Codon Usage Patterns of Tyrosinase Genes in Clonorchis sinensis
Article information
Abstract
Codon usage bias (CUB) is a unique property of genomes and has contributed to the better understanding of the molecular features and the evolution processes of particular gene. In this study, genetic indices associated with CUB, including relative synonymous codon usage and effective numbers of codons, as well as the nucleotide composition, were investigated in the Clonorchis sinensis tyrosinase genes and their platyhelminth orthologs, which play an important role in the eggshell formation. The relative synonymous codon usage patterns substantially differed among tyrosinase genes examined.

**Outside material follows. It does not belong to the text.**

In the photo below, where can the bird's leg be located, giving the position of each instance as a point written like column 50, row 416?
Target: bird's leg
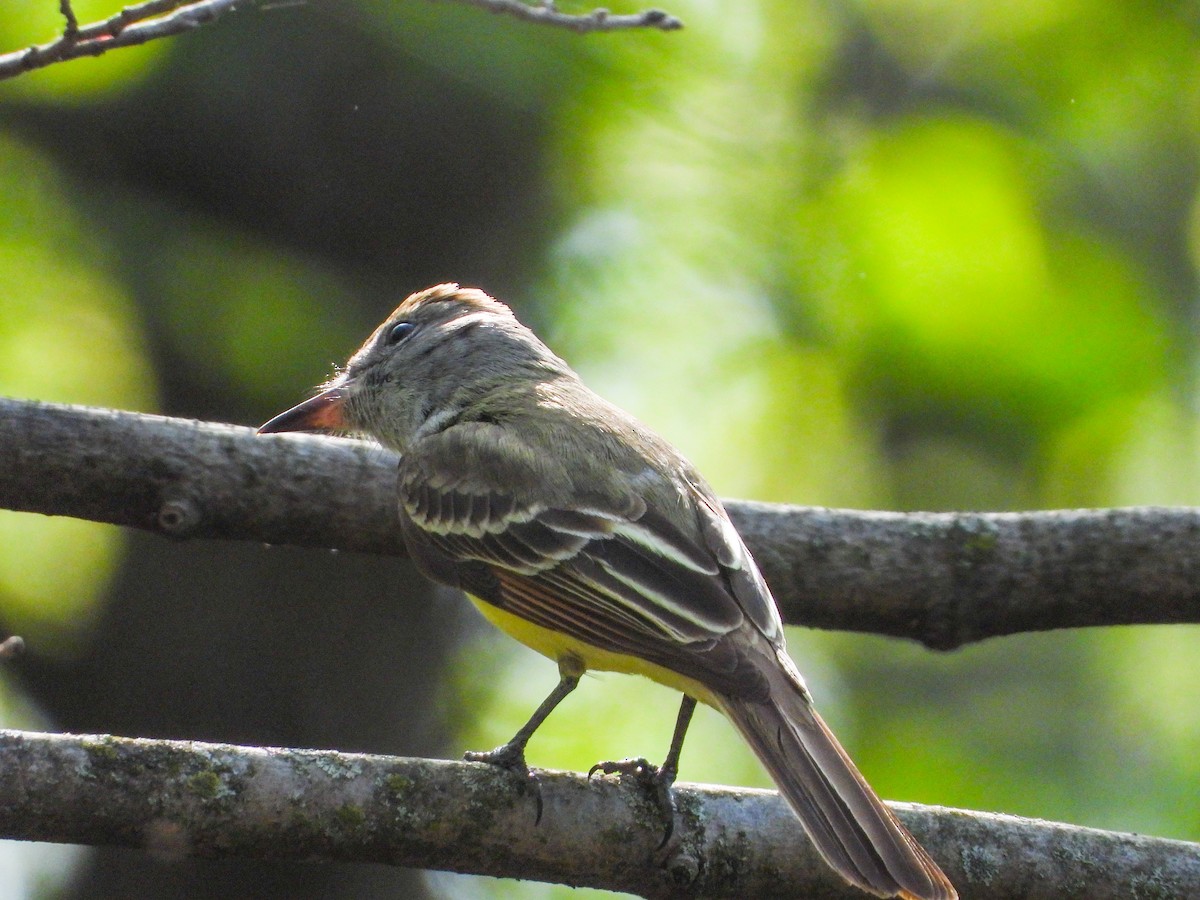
column 657, row 779
column 511, row 755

In a neutrality analysis, the correlation between GC12 and GC3 was statistically significant, and the regression line had a relatively gradual slope (0.218). NC-plot, i.e., GC3 vs effective number of codons (ENC), showed that most of the tyrosinase genes were below the expected curve. The codon adaptation index (CAI) values of the platyhelminth tyrosinases had a narrow distribution between 0.685/0.714 and 0.797/0.837, and were negatively correlated with their ENC. Taken together, these results suggested that CUB in the tyrosinase genes seemed to be basically governed by selection pressures rather than mutational bias, although the latter factor provided an additional force in shaping CUB of the C. sinensis and Opisthorchis viverrini genes. It was also apparent that the equilibrium point between selection pressure and mutational bias is much more inclined to selection pressure in highly expressed C. sinensis genes, than in poorly expressed genes.
INTRODUCTION
Tyrosinases (EC 1.14.18.1) comprise the type-3 copper protein family, which contain an active di-copper center, together with catecholoxidases [1,2]. The enzymes mediate the biochemical conversion of tyrosine into dihydrophenylalnine (DOPA; monophenol oxidase activity) and DOPA into DOPA quinone (diphenol oxidase activity) [3,4]. Tyrosinases are ubiquitously distributed across taxa ranging from bacteria to mammals and engaged in diverse biological events, such as pigmentations, innate immunity, sclerotization, and wound healing, depending on their primary structures [2]. In parasitic trematodes, tyrosinases are produced in the mature vitellocytes and packed within secreting vacuoles termed vitelline droplets, together with eggshell precursor proteins [5]. Following secretion in the ootype, the tyrosinases convert tyrosine residues on the eggshell proteins into DOPA quinones, which are then cross linked to other amino acids, such as tyrosine and lysine, on adjacent proteins to make the sclerotized eggshell [6].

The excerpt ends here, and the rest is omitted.